The guide is designed to help people get a feel for the culture so they can decide if it’s the right thing for them to be taking on. It includes a series of chapters that highlight the differences in terms of behaviour and cultures people may encounter and offers advice on how to deal with them and on how to become successfully engaged as a trustee.

The guide covers:

  • the sector – context, composition and character
  • governance
  • culture
  • how to become a trustee.

‘The culture of the non-profit sector is different from that of the private sector. It is not better or worse, just different, and it is helpful to understand how to navigate the disparities.’

‘There are challenges in the world today which require the broad thinking and understanding that can be gained by putting together the knowledge and experience of those in all three sectors – public, private and voluntary. People who can navigate through the different cultures and sectors will be much better equipped to meet those challenges.’
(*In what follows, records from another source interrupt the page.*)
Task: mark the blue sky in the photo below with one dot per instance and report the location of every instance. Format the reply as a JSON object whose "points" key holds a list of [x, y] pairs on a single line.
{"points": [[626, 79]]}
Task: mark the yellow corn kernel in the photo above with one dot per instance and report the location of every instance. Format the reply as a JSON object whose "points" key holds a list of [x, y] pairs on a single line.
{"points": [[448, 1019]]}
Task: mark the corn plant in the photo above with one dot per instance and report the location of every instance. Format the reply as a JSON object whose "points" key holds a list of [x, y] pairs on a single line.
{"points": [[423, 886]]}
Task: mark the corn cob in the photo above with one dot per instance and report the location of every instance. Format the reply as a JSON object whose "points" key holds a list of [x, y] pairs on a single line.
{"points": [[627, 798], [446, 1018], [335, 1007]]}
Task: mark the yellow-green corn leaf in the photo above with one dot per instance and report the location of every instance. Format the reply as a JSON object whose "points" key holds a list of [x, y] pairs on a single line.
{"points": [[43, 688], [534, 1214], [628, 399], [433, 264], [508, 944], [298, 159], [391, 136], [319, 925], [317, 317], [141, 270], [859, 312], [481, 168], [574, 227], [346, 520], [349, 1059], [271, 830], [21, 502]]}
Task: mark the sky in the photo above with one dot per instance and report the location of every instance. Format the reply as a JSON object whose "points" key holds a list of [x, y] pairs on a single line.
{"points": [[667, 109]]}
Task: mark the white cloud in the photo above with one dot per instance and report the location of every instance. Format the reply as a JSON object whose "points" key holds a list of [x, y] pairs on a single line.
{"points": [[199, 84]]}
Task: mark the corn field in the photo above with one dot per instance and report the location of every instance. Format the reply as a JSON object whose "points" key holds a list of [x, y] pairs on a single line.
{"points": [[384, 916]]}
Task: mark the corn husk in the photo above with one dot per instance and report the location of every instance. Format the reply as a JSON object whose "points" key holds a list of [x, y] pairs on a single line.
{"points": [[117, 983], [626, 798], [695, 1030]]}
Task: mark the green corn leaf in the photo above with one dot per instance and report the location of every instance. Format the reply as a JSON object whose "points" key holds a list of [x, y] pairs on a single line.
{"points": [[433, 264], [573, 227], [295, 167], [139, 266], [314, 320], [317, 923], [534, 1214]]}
The guide’s editor, Denise Fellows, director and CEO of consultancy and talent development practice, Cass CCE

Being sure about your motivation for becoming a trustee

In my chapter, ‘Know thyself – motivation’, I emphasise that the most important consideration for people is why they want to become a trustee at all. Research has shown that the reasons are often mixed, with one survey of potential and existing trustees suggesting that there are often mixed motives, notably 30 per cent keen to learn new skills and 30 per cent passionate about a particular cause. Making sure people understand their motivations, as well as the role of trustee is crucial. However anyone wanting to join a board must above all be passionate and committed to the objects of the organisation they are joining.

Find out more

Download the guide

If someone decides a trusteeship is for them the guide also has useful pointers on what skills are needed, where to find trustee roles and the importance of doing due diligence before accepting a role, as well as what to expect in the early days after joining.